GEORGE WASHINGTON'S BEER — You can drink like it's 1789 today at Growlers Hawthorne. Long time homebrewer and radio personality, Tim Hohl, found a journal entry of George Washington's with directions on how to make a "small beer," involving bran hops, molasses, and bringing things to a "blood warm" temperature and to "cover it over with a blanket" in cold weather (Washington's choice words).
So Hohl found ingredients that closely resembled those of our founding father and put some of his own brewing interpretation on the process. "I settled on six-row barley, which is indigenous to the Colonies, East Kent Golding hops from England and two different yeast strains — also old school from England," he says. After a little bit of trial and error, Hohl brewed three batches with different combinations of hops, molasses, and yeast. He and Growlers Hawthorne owner Jim Hillman collaborated with Coalition Brewing to make a ⅙ barrel of what they decided was the best of the recipes. The final outcome? "Different, but drinkable," Hohl says. "As I've shared the homebrew with others, the response has been much more favorable than I expected."
And now the vote goes out to the masses. Taste the presidential quaff today only from 2 p.m. to 4 p.m. at Growlers Hawthorne. Also, catch more beer history and news on Hohl's "Beer Geek" radio segment every Thursday morning at 7:40am on KPAM 860.
DICKENSIAN MULLED ALE — Bartender Jacob Grier, author of the book "Cocktails on Tap" to be released next month, has called upon two Portland artisans to help him recreate two old, odd, but delicious-sounding warm ale cocktails, and you can taste them both tonight at the Hop and Vine from 5 to 7 p.m.

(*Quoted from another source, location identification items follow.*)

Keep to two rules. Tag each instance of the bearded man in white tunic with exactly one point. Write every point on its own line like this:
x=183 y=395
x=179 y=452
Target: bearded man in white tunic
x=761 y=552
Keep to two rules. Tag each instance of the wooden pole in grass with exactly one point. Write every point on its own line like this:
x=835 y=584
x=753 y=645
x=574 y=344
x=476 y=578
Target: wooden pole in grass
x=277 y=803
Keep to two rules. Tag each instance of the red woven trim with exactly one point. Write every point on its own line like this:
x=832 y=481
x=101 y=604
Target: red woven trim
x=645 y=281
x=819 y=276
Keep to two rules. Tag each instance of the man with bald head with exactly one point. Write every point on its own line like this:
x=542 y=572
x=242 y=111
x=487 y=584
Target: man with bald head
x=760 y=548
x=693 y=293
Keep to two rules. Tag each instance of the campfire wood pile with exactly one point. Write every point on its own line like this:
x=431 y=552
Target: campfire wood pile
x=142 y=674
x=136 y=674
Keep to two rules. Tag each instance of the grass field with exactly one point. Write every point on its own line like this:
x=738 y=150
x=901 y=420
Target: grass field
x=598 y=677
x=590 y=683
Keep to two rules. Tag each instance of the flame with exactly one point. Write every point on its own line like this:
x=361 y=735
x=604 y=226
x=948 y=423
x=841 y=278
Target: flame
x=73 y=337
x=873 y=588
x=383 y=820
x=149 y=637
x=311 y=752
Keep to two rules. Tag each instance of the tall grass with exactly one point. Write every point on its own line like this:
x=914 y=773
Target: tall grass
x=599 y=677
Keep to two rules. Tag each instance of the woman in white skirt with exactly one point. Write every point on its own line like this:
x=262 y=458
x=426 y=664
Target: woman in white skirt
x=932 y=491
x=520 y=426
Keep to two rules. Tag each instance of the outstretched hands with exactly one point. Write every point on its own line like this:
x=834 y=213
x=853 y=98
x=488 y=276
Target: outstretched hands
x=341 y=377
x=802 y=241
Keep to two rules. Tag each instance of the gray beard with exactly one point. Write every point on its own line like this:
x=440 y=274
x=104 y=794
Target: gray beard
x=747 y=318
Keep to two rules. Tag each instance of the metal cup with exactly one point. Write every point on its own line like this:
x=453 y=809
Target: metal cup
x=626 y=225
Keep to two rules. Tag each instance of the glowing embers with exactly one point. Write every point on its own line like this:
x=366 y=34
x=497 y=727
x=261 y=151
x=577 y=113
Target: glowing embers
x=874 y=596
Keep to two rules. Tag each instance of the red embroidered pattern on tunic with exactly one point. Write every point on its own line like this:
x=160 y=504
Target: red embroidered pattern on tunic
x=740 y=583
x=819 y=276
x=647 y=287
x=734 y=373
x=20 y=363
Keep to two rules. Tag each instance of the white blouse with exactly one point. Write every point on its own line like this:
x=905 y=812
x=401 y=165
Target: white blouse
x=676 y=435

The first is from a warm mulled ale recipe by Charles Dickens' great-grandson. It required a style of beer that hasn't been made for ages, so Grier enlisted the help of friend and brewer Ben Edmunds of Breakside Brewery, who brewed up a malty rye wine (similar to barleywine) for him. Grier then added the cognac, sugar, spices and orange, then mulled it in a sous vide for that 21st century touch. The second crazy-old cocktail, a pre-egg-white flip, required a more ancient heating technique: a super-heated hot iron, which Grier got from a friend of a friend, who is a burgeoning blacksmith. The rod quickly warms the drink, made with the rye wine ale, sugar and Jamaican rum, and makes it frothy.